La première guerre mondiale donna à Mustapha KEMAL l’occasion de s’illustrer à nouveau. Il organisa notamment, en janvier 1915, la défense du détroit des Dardanelles où il repoussa le corps expéditionnaire franco-britannique. Mais, comme il l’avait prévu, la guerre tourna à l’avantage des Alliés. L’Angleterre de Lawrence d’Arabie eut tôt fait de soulever les pays arabes contre les Ottomans accélérant la déconfiture de l’empire.

Dès 1916, (accords de Sykes-Picot), les Alliés avait préparé le découpage de l’empire ottoman : la Syrie pour la France, l’Irak pour les Britanniques. Cet accord fut entériné dans le traité de Sèvres de 1920.

La paix

Mustafa KEMAL, fort de sa popularité, fidèle à sa logique, encouragea le gouvernement à briser les derniers liens qui liaient encore la Turquie à l’Allemagne : pour lui, la paix devait être « séparée ». Mais pas pour les Jeunes Turcs qui l’envoyèrent commander des régiments exotiques. Le 30 octobre 1918, l’armistice de Moúdhros fut signé avec les Alliés. La Turquie, dans ses frontières actuelles, était née sur les cendres encore chaudes de l’empire Ottoman. Commença alors un brève période d’occupation des troupes alliées au grand damne de Mustafa KEMAL.

La Résistance

Le soldat KEMAL reprit alors son costume de fin politicien. Attaché à l’indépendance, il condamna, sans surprise, le gouvernement à la solde des Britanniques, s’appuyant sur une population prête pour le changement, qu’il manipulait clandestinement. Le gouvernement, dans un premier temps aveugle, lui confia la défense d’Izmir où les troupes grecques venaient de débarquer. Mais, ouvrant soudain les yeux,  le sultan Mehmet VI le releva de son commandement. Trop tard ! Mustapha KEMAL se sentait assez fort pour former un gouvernement provisoire.

Le comité exécutif

Sous l’impulsion de Mustafa KEMAL, un comité exécutif fut mis en place le  23 avril 1920 et se déclara :  « gouvernement légal », entrant en confit direct avec le Sultan. Comme toute théocratie qui se respecte, usant de son pouvoir spirituel, Mehmet VI dénonça « les mécréants. La guerre civile entre pro-sultan et pro-Kemal venait de commencer.

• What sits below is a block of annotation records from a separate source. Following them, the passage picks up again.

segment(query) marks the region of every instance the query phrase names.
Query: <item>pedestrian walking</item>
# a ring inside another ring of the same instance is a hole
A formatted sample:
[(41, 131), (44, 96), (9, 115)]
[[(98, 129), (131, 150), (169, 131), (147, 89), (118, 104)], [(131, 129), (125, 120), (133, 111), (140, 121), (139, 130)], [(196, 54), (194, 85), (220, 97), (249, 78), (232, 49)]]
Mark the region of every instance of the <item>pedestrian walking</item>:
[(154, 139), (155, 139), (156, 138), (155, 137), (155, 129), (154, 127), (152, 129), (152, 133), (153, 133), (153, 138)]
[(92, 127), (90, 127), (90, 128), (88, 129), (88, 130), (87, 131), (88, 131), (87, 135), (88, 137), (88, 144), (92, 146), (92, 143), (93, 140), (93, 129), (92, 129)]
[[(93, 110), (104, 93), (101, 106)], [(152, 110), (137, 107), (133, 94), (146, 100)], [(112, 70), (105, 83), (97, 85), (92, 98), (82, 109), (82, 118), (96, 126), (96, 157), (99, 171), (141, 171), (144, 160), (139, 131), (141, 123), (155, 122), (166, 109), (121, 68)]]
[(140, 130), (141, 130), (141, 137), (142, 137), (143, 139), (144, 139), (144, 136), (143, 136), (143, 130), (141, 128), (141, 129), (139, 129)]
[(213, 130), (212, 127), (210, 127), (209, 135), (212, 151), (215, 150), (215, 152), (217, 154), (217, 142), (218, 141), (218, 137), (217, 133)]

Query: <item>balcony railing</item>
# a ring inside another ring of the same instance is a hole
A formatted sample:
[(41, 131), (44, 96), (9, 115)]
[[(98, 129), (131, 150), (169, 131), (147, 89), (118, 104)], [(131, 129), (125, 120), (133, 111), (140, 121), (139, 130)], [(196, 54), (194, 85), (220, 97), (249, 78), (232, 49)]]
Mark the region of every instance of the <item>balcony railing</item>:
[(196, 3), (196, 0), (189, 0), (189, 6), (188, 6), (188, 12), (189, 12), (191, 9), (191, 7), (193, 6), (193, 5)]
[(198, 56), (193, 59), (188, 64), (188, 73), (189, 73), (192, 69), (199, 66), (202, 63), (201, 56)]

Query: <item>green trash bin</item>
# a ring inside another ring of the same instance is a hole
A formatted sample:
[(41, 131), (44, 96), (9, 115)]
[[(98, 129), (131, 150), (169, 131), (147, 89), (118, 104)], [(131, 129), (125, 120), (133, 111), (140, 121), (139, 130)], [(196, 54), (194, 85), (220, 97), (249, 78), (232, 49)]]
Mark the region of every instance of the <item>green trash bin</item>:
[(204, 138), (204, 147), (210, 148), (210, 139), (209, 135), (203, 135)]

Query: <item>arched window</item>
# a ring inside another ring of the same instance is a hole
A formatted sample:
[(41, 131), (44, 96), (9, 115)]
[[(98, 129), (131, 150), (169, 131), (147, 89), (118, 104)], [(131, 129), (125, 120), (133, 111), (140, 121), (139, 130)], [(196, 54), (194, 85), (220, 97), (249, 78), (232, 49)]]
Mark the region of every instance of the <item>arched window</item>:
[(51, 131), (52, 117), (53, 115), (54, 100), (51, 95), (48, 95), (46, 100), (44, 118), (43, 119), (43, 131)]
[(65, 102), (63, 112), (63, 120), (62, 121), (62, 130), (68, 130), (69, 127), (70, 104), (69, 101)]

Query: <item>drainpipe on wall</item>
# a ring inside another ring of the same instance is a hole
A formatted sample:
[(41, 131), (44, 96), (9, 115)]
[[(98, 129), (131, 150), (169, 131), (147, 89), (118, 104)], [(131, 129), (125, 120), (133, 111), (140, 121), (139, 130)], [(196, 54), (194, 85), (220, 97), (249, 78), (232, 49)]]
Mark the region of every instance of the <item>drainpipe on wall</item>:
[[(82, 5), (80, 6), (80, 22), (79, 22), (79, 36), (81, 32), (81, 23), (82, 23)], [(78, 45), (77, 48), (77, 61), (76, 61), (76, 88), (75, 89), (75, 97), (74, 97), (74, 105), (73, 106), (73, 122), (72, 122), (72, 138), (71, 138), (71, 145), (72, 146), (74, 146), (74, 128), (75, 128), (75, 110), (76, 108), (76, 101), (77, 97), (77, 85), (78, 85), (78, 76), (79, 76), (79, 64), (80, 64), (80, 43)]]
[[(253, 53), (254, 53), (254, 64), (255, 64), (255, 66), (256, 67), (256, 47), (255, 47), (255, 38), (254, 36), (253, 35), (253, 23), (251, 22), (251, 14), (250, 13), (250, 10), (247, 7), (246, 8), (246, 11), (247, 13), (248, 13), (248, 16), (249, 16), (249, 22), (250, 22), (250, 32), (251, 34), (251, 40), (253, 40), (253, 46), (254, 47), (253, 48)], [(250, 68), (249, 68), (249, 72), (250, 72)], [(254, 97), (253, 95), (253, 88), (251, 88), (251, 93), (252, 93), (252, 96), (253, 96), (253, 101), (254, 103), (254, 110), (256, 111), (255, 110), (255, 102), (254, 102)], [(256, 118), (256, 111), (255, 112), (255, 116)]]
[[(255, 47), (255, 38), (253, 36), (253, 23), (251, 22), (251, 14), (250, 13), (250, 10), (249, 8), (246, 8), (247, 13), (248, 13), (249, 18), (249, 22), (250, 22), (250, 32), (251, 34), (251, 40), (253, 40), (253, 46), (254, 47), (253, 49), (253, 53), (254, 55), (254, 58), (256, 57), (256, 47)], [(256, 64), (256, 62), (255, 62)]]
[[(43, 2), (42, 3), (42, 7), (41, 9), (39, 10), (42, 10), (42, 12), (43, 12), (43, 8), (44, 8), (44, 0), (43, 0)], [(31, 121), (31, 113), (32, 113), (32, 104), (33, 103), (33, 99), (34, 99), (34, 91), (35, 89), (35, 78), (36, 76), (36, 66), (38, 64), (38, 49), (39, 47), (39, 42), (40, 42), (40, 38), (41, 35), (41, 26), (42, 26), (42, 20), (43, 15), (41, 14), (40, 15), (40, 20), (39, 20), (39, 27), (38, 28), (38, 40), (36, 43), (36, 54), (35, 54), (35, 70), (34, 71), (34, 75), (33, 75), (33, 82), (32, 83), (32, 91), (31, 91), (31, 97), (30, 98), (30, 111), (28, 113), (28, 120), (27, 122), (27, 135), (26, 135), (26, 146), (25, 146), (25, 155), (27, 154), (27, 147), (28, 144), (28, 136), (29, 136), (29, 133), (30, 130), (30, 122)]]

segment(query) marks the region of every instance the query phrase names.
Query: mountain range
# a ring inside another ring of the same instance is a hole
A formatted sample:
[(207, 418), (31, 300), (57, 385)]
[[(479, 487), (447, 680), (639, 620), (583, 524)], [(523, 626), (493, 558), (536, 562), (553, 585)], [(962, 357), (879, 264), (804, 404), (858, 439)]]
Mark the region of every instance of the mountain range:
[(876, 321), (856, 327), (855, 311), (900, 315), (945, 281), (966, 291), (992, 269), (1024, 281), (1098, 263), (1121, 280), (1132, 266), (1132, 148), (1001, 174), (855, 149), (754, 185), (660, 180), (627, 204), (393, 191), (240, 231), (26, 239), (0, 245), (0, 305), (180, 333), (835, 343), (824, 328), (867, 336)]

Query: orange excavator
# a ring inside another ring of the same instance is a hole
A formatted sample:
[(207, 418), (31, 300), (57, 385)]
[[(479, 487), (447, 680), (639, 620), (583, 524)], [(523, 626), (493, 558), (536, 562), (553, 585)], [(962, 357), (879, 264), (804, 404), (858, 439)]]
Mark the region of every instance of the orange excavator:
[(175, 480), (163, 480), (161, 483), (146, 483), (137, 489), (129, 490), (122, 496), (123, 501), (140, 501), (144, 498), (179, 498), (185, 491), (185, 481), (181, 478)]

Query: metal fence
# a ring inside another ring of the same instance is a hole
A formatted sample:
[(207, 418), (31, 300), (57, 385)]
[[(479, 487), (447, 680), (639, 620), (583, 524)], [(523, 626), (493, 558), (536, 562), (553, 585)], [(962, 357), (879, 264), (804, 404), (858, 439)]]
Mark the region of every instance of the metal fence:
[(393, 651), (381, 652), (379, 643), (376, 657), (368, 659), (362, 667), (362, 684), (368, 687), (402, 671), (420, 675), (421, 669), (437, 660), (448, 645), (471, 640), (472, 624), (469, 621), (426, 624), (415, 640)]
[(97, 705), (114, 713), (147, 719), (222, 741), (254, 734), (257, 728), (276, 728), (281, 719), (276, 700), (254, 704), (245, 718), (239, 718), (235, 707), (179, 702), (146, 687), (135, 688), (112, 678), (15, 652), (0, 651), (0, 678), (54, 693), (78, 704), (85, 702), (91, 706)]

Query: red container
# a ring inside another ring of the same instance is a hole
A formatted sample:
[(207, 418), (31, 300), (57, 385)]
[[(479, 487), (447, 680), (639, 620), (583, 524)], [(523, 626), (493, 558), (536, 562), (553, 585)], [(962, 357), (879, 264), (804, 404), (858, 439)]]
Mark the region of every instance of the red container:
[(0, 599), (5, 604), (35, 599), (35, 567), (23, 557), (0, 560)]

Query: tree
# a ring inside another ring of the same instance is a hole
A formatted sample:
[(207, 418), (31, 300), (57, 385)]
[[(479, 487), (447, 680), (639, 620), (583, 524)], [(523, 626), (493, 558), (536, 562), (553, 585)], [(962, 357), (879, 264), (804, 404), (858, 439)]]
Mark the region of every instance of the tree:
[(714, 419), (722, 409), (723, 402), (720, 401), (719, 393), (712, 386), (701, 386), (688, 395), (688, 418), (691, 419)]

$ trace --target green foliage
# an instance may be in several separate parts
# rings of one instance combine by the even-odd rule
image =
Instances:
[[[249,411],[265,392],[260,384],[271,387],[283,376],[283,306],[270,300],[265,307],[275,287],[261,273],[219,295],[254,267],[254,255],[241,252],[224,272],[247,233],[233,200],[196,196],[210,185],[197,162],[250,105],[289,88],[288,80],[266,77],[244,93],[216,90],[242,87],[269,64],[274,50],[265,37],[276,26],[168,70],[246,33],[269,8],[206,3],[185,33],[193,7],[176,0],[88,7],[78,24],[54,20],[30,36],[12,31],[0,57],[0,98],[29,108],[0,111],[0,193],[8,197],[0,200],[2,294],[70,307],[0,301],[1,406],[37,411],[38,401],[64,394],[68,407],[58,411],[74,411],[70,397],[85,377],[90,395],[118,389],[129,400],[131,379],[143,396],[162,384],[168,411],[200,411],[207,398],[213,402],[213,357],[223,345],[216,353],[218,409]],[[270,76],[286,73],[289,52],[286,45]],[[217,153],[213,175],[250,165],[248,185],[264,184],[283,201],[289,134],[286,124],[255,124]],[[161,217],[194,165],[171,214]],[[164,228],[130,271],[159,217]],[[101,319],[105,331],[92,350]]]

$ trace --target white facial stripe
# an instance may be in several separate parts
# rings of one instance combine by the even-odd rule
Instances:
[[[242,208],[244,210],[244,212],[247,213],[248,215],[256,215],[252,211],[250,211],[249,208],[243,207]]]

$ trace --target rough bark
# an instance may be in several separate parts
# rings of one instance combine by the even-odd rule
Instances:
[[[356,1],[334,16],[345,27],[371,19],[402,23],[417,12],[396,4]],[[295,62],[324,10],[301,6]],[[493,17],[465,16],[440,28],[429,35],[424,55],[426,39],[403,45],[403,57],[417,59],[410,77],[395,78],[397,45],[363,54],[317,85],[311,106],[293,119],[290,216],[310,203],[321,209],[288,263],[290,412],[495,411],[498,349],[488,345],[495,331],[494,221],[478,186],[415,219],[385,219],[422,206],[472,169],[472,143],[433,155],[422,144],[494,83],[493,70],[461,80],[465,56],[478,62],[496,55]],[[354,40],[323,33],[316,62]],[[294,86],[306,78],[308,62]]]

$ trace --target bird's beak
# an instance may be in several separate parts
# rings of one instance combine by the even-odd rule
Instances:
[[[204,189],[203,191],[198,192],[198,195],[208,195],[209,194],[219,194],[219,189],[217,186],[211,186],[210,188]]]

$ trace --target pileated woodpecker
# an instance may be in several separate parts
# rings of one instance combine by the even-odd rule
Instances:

Le traité de Sèvres (10 aout 1920)

Le 10 aout 1920 furent entérinés les accords Sykes-Picot de 1916. Fut redessiné le moyen-orient au profit des Alliés. Le traité de Sèvres installa également deux nouveaux États qui firent toutefois long feu : l‘Arménie et le Kurdistan. Le traité de Sèvres, qui mettait à mal l’intégrité du pays, fit pencher la balance de la guerre civile du côté de Kemal le nationaliste.

La fin du rêve arménien et kurde

L’Arménie, qui avait déjà subi un terrible génocide en 1915 initié par le gouvernement des Jeunes Turcs, prit de plein fouet les assauts du général Kazim Karabekir, qui reprit ainsi les territoires confisqués par le Traité de Sèvres. Kemal, de son côté, reprit Izmir aux Grecs. Il était maintenant de taille à traiter d’égal à égal avec les Alliés. Le 24 juillet 1923, le traité de Lausanne donnait naissance à une Turquie souveraine.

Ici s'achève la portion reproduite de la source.